Au XVIIIe siècle, un monstre venu d’Europe découvre, sur les routes commerciales de l’Inde, des forces plus anciennes encore. These Savage Shores superpose romance, colonialisme et mythes locaux pour une variation de vampires élégante et dépaysante.
Pourquoi au cinéma ? Un period horror riche en décors et costumes, offrant un regard neuf sur la figure du vampire. Idéal pour une mise en scène lyrique et brutale.
3. The Autumnal (Daniel Kraus, Chris Shehan)

Une mère et sa fille s’installent dans une petite ville où l’automne ne finit jamais… et où les feuilles observent. The Autumnal déploie un imaginaire simple et puissant : les bois, le vent, les craquements, et une étrange procession.
Pourquoi au cinéma ? Des symboles clairs, des rituels inquiétants, une ambiance de “folk horror” palpable et un final à révélation. Un projet taillé pour la période d’octobre.
2. W0Rldtr33 (James Tynion IV, Fernando Blanco)

Une “sous-toile” numérique malveillante, échappée des années 90, resurgit et contamine le réel. W0Rldtr33 agence techno-anxiété, meurtres rituels et mémoire d’Internet pour une horreur contemporaine, froide et pertinente.
Pourquoi au cinéma ? Un thriller paranoïaque immédiatement lisible, un antagoniste marquant (l’Underman), et une imagerie virale terrifiante. De quoi bâtir un film ancré dans nos usages connectés, à la croisée de Ring et It Follows.
1. The Nice House on the Lake (James Tynion IV, Álvaro Martínez Bueno)

Un groupe d’amis invité dans une villa parfaite comprend que le monde a pris fin… sans eux. The Nice House on the Lake mixe apocalypse intime, amitiés fracturées et mystère à tiroirs. Un décor unique, des règles cruelles et le vertige d’une vérité trop grande pour eux.
Pourquoi au cinéma ? Un haut-concept limpide, un casting choral, une tension qui grimpe par couches successives. C’est le candidat naturel au film événement, avec un potentiel de suite évident.
Pourquoi ces 7 titres (et pas les autres) ?
Notre sélection s’est concentrée sur des œuvres récentes (publiées ces dernières années), non encore officiellement en développement, et dont le concept nous semble parfaitement taillé pour un long métrage.
Cela explique l’absence de certains poids lourds.
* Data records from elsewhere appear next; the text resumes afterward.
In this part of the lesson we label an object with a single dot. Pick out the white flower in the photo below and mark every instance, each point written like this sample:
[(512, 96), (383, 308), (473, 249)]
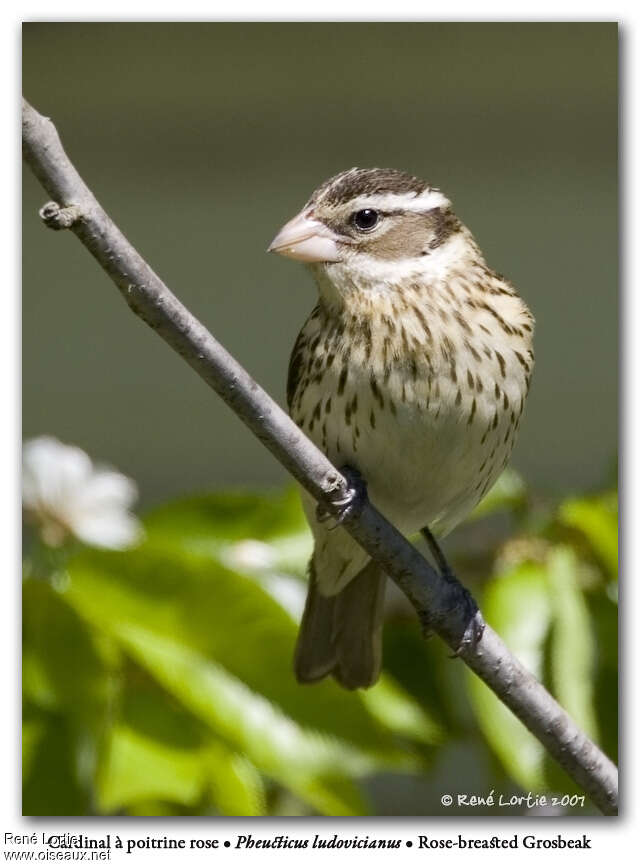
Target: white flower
[(66, 495)]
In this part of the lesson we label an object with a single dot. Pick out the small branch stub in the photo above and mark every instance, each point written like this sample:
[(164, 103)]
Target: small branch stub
[(58, 218)]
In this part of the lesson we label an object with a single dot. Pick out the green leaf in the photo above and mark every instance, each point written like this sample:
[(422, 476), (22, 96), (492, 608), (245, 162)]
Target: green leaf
[(597, 519), (64, 666), (221, 526), (509, 493), (52, 785), (518, 607), (229, 619), (236, 785), (139, 768), (392, 706), (572, 647), (314, 766)]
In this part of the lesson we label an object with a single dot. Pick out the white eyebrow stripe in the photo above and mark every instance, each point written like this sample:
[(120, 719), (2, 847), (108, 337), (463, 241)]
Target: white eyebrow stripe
[(409, 201)]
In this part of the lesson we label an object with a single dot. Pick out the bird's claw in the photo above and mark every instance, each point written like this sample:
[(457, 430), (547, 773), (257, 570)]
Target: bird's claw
[(474, 630), (349, 504)]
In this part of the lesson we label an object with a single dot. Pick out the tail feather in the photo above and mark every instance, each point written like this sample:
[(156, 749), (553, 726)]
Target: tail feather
[(342, 634)]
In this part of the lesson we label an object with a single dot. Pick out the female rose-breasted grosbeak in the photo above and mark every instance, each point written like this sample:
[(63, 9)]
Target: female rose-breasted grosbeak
[(412, 369)]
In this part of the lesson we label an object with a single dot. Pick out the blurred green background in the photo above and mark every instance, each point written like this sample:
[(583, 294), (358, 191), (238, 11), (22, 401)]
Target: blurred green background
[(158, 680)]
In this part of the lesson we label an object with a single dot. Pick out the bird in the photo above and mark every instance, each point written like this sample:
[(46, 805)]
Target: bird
[(411, 371)]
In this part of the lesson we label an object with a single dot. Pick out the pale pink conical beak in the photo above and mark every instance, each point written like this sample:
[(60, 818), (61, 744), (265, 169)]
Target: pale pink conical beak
[(307, 240)]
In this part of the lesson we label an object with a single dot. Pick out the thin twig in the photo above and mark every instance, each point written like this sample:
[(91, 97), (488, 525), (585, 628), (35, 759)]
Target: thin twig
[(436, 601)]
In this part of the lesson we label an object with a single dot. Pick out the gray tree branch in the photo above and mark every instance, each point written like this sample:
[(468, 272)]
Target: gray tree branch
[(436, 601)]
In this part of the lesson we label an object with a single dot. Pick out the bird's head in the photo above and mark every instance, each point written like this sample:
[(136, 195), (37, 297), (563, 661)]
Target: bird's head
[(365, 227)]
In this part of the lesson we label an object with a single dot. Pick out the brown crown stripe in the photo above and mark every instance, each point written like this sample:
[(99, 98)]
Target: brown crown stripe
[(366, 181)]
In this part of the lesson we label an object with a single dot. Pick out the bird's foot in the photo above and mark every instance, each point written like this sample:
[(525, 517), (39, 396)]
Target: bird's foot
[(349, 503), (475, 624), (460, 598)]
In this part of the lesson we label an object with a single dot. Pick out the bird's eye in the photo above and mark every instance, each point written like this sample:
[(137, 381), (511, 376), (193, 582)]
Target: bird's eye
[(366, 220)]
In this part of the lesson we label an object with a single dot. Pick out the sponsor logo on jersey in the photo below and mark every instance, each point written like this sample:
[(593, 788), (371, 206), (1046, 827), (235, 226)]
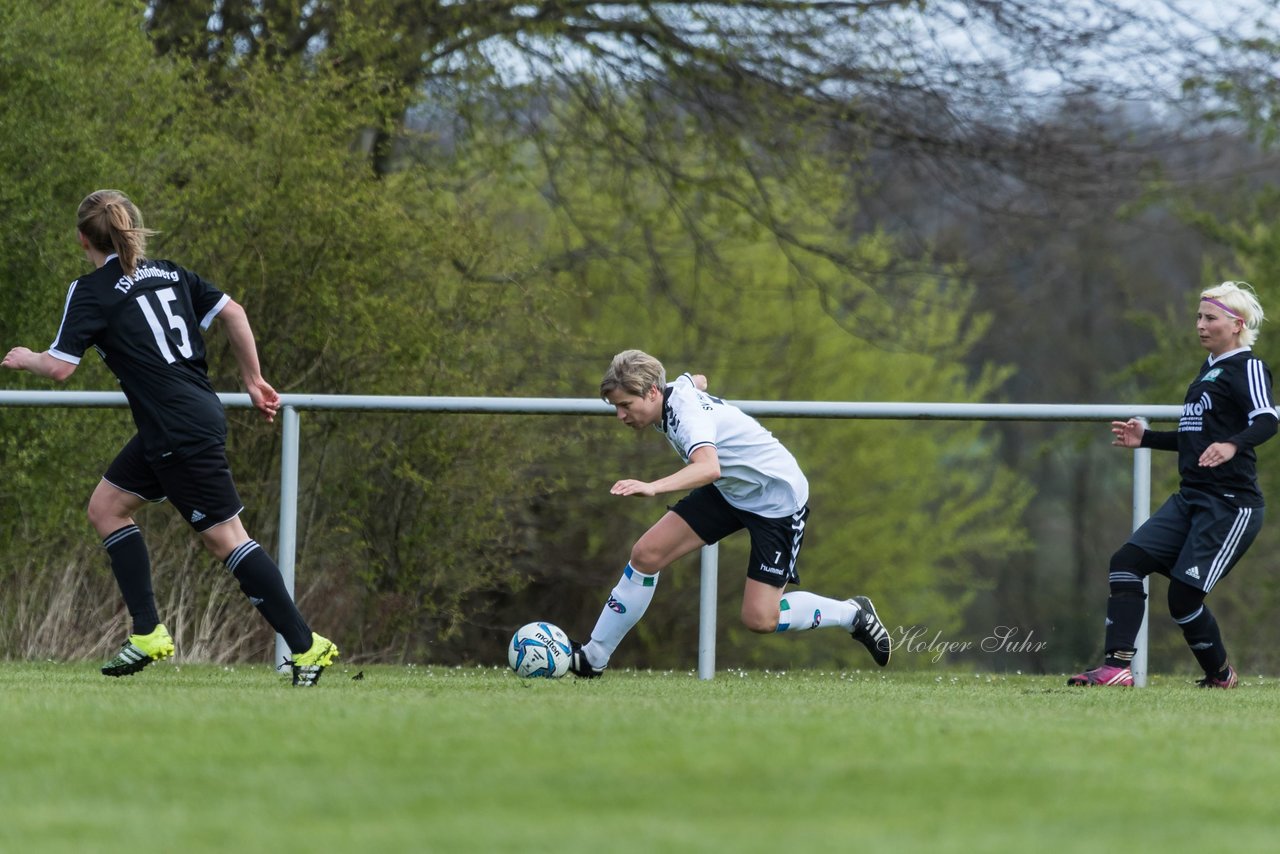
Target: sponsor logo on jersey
[(126, 283)]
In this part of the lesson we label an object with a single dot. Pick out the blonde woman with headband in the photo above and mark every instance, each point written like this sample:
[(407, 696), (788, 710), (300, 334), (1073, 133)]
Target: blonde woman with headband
[(145, 319), (1206, 526)]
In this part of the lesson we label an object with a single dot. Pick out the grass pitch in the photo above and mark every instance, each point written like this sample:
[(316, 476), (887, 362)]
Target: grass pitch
[(205, 758)]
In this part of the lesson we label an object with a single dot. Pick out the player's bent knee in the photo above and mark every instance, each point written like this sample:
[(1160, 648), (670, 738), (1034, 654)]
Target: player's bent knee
[(762, 624)]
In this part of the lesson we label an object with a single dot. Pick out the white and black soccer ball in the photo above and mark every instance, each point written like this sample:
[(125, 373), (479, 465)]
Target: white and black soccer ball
[(539, 649)]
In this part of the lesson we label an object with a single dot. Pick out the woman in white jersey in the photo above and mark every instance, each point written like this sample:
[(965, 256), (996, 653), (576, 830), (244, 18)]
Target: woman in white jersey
[(740, 476)]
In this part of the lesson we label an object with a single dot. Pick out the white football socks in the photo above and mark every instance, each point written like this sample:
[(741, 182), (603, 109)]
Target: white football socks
[(626, 604), (800, 611)]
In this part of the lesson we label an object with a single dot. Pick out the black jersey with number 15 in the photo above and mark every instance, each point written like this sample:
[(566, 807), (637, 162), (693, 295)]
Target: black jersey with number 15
[(147, 328)]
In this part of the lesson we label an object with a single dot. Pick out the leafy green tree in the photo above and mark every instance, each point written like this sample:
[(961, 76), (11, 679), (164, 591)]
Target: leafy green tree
[(908, 514)]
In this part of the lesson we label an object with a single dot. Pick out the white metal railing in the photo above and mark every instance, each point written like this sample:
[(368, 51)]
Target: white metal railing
[(291, 405)]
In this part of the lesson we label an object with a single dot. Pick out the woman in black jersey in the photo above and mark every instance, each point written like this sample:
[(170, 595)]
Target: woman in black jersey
[(145, 319), (1206, 526)]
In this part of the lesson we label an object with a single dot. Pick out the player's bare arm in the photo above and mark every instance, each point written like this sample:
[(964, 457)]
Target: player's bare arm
[(40, 364), (1128, 433), (245, 348), (703, 469)]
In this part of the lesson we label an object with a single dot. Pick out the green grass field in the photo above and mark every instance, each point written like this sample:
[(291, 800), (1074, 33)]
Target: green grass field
[(205, 758)]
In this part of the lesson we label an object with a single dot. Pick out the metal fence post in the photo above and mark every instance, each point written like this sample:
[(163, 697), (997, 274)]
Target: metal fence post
[(707, 593), (288, 540), (1141, 514)]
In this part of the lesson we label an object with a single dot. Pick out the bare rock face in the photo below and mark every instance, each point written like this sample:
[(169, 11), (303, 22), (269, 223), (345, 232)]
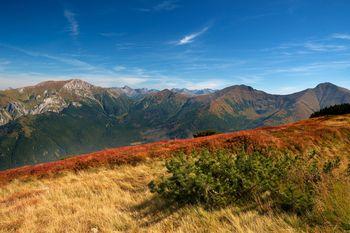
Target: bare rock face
[(50, 104), (49, 96)]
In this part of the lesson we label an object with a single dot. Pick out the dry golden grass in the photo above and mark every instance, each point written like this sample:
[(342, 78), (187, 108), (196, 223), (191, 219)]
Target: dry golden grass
[(115, 200)]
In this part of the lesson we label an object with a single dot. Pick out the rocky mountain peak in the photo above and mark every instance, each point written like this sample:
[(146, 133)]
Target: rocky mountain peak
[(77, 84)]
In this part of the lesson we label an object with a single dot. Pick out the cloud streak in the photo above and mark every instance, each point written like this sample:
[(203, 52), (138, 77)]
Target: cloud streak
[(191, 37), (324, 47), (341, 36), (167, 5), (73, 23)]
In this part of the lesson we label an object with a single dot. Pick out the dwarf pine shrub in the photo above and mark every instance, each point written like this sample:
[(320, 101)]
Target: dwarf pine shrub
[(216, 179)]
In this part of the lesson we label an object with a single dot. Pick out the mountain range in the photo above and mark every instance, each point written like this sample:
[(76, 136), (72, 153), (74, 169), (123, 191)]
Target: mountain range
[(56, 119)]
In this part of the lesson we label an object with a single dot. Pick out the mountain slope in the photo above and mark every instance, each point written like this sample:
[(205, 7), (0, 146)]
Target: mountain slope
[(330, 136), (55, 119)]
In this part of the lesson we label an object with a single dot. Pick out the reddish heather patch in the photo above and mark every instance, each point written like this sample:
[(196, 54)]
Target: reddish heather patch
[(316, 133)]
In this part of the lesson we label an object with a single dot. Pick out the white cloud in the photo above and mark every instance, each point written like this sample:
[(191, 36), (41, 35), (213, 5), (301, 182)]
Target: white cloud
[(119, 68), (324, 47), (66, 60), (73, 23), (190, 38), (341, 36), (167, 5)]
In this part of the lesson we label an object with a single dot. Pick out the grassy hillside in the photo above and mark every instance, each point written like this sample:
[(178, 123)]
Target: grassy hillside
[(115, 200), (107, 191)]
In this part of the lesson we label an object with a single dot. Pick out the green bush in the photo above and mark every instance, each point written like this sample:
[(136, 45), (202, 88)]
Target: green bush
[(205, 133), (339, 109), (216, 179)]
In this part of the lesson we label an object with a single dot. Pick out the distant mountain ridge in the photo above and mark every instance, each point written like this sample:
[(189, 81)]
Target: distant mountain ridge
[(55, 119)]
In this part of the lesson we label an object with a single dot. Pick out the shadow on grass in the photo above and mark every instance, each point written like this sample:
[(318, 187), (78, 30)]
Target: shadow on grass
[(154, 210)]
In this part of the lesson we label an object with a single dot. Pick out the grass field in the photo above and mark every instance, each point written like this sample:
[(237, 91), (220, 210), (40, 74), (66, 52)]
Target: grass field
[(115, 200), (108, 191)]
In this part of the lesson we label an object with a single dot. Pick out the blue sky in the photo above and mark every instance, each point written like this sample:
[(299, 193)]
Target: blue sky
[(279, 46)]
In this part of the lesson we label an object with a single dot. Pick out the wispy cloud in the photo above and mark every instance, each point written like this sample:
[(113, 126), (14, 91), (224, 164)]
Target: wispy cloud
[(66, 60), (73, 23), (191, 37), (324, 47), (167, 5), (111, 34), (119, 68), (341, 36)]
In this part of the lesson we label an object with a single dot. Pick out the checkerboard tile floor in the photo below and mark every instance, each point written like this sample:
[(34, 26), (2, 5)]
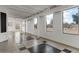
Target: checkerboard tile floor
[(13, 47)]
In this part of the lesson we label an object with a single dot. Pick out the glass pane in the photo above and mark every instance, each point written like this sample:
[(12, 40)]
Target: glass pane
[(35, 23), (70, 20), (49, 24)]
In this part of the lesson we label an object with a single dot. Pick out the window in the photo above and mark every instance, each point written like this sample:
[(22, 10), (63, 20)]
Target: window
[(49, 23), (71, 21), (35, 23)]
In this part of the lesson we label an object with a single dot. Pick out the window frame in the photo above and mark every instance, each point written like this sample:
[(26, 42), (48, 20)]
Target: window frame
[(63, 18), (46, 23), (34, 22)]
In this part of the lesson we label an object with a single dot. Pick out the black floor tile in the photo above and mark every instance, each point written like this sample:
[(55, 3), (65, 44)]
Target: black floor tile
[(67, 51), (22, 48), (44, 48)]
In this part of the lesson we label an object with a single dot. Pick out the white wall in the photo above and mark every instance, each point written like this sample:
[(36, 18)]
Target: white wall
[(57, 34)]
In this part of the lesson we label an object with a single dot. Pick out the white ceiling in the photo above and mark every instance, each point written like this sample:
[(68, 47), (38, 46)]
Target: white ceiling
[(23, 11)]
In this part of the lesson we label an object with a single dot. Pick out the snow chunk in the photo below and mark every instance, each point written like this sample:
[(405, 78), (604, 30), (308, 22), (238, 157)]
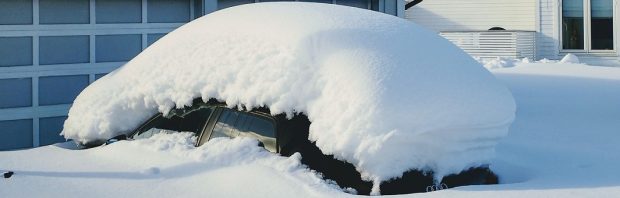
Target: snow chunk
[(570, 58), (381, 92)]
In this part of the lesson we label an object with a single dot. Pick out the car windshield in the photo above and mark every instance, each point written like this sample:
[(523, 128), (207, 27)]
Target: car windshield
[(192, 120)]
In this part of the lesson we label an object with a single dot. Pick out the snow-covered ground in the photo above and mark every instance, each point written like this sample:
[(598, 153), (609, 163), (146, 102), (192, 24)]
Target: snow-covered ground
[(565, 142)]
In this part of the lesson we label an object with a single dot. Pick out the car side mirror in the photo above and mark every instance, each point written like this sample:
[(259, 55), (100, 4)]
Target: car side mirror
[(116, 139)]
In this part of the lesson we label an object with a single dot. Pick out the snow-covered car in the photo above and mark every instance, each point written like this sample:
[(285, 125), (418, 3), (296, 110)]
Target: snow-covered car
[(285, 136), (368, 99)]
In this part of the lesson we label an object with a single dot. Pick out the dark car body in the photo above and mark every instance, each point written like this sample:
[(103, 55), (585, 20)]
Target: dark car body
[(285, 136)]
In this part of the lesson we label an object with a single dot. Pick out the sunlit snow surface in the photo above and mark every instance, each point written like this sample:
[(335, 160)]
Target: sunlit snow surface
[(564, 143), (381, 92)]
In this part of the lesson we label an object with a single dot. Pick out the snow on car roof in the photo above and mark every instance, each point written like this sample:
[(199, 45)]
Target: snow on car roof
[(381, 92)]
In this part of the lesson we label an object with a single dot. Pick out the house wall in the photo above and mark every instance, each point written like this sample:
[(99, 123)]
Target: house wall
[(547, 37), (450, 15)]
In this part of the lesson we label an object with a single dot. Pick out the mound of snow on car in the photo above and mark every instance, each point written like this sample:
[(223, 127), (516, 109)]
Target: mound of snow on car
[(378, 89)]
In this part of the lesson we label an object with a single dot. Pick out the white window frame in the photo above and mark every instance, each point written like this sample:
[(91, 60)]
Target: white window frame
[(587, 30)]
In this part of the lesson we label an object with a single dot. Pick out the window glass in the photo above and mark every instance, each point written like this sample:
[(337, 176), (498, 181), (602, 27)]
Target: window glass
[(602, 25), (49, 130), (192, 121), (225, 124), (234, 123), (117, 48), (118, 11), (572, 24), (55, 90), (151, 38), (15, 92), (63, 49), (18, 48), (168, 11), (221, 4), (15, 12), (198, 9), (16, 134), (64, 12), (354, 3)]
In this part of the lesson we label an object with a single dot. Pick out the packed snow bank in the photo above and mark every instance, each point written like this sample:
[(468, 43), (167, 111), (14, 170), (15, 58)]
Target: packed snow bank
[(502, 62), (379, 90), (570, 58)]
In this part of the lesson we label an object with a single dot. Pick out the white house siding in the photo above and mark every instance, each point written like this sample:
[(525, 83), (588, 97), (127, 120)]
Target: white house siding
[(547, 39), (470, 15)]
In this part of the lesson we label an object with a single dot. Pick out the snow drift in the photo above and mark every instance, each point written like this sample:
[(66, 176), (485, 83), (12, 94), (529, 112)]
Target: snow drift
[(381, 92)]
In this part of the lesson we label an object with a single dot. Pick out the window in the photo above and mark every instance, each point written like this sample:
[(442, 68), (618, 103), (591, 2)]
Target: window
[(168, 11), (15, 12), (64, 12), (18, 48), (117, 48), (602, 25), (180, 121), (151, 38), (16, 134), (233, 123), (587, 25), (15, 92), (118, 11), (63, 49), (55, 90)]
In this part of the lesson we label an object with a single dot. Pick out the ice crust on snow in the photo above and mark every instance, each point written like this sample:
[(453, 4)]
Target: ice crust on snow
[(570, 58), (381, 92)]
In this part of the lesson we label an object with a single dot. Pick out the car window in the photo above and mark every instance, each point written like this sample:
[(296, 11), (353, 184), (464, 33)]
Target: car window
[(191, 121), (234, 123)]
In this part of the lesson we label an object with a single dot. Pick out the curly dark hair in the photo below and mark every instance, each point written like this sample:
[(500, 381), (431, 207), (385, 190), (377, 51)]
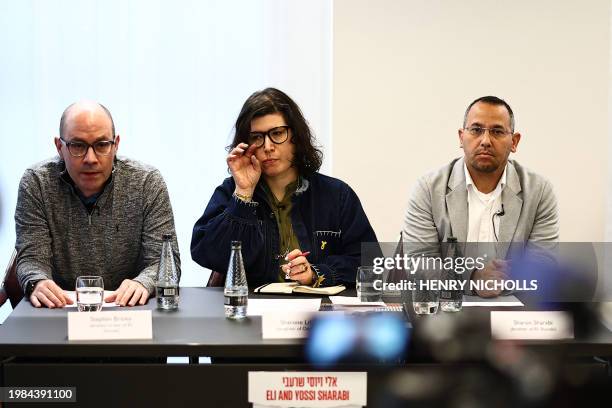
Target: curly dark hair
[(308, 157)]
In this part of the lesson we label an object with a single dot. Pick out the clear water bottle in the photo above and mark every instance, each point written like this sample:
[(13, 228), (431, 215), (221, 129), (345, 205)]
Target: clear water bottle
[(236, 289), (451, 300), (166, 287)]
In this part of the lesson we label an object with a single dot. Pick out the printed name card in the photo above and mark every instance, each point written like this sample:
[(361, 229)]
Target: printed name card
[(286, 325), (554, 325), (308, 389), (123, 325)]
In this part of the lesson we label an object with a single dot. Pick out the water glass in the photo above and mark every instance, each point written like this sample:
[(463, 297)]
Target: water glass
[(90, 293), (426, 293), (366, 292)]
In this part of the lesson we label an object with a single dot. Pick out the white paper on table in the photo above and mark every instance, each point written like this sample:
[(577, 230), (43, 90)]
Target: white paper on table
[(257, 307), (503, 301), (352, 301), (72, 295)]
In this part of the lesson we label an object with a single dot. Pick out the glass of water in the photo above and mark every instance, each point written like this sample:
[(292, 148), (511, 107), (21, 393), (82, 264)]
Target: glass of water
[(366, 291), (90, 293), (426, 293)]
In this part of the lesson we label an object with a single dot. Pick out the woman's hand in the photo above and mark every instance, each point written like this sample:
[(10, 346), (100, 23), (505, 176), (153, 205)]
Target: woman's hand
[(299, 268), (245, 168)]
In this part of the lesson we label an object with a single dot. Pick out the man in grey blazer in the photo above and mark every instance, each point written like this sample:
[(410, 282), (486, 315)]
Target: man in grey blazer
[(484, 197)]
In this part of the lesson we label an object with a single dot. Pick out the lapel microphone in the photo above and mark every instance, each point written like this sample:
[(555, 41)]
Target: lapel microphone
[(501, 212)]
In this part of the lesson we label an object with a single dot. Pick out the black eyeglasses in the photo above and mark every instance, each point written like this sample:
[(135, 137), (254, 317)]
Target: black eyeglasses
[(493, 132), (79, 149), (277, 135)]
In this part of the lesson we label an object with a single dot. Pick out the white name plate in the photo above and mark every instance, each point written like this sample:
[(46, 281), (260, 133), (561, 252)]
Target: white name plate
[(115, 325), (308, 389), (555, 325), (286, 325)]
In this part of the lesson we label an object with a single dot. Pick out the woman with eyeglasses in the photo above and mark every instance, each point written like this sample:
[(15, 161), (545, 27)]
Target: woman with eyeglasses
[(294, 223)]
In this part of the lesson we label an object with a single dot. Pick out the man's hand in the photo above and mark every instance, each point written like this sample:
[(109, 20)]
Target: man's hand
[(129, 293), (47, 293), (299, 268), (496, 270)]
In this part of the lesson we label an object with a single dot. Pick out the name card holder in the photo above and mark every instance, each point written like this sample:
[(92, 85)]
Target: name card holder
[(113, 325), (554, 325)]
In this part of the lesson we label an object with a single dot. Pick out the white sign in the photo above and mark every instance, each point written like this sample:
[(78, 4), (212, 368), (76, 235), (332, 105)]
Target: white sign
[(308, 389), (286, 325), (555, 325), (123, 325)]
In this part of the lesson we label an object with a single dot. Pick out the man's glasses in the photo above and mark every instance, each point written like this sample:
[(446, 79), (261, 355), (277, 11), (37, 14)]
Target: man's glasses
[(493, 132), (79, 149), (277, 135)]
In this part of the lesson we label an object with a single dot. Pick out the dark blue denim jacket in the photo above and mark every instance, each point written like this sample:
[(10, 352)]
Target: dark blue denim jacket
[(327, 219)]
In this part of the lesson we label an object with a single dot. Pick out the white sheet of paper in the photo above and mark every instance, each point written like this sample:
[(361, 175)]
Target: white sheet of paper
[(72, 295), (257, 307), (503, 301), (352, 301)]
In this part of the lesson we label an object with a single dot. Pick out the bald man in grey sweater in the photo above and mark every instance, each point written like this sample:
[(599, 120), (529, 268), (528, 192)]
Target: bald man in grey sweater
[(89, 212)]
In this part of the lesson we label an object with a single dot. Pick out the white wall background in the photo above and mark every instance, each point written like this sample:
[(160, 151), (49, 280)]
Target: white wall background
[(404, 72), (174, 74)]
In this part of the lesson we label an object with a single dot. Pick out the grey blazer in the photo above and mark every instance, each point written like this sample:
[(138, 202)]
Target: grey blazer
[(438, 208)]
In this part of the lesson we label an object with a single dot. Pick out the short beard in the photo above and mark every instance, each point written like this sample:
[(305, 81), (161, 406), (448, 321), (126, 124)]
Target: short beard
[(488, 168)]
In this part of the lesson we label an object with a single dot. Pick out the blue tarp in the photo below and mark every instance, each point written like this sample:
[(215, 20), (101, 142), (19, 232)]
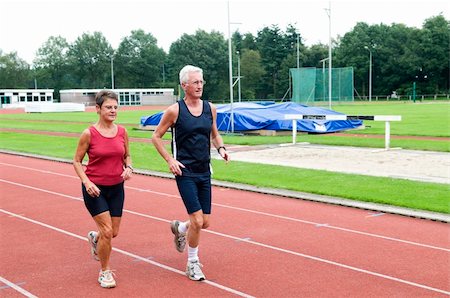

Les projets très attendus comme Something Is Killing the Children (en développement chez Netflix) ou l’arlésienne Black Hole sont volontairement hors-jeu, car déjà dans les radars des studios.
De même, nous avons écarté les œuvres déjà adaptées (comme Locke & Key ou 30 Jours de Nuit) et les grandes anthologies (de The Silver Coin aux Contes de la Crypte) qui correspondent davantage à un format de série.
Enfin, une question se pose : certains de notre top (comme Harrow County ou Killadelphia) ne seraient-ils pas meilleurs en série ? C’est possible ! Leur univers est riche. Mais nous avons privilégié ici l’impact de leur concept central, idéal pour un film de 2 heures.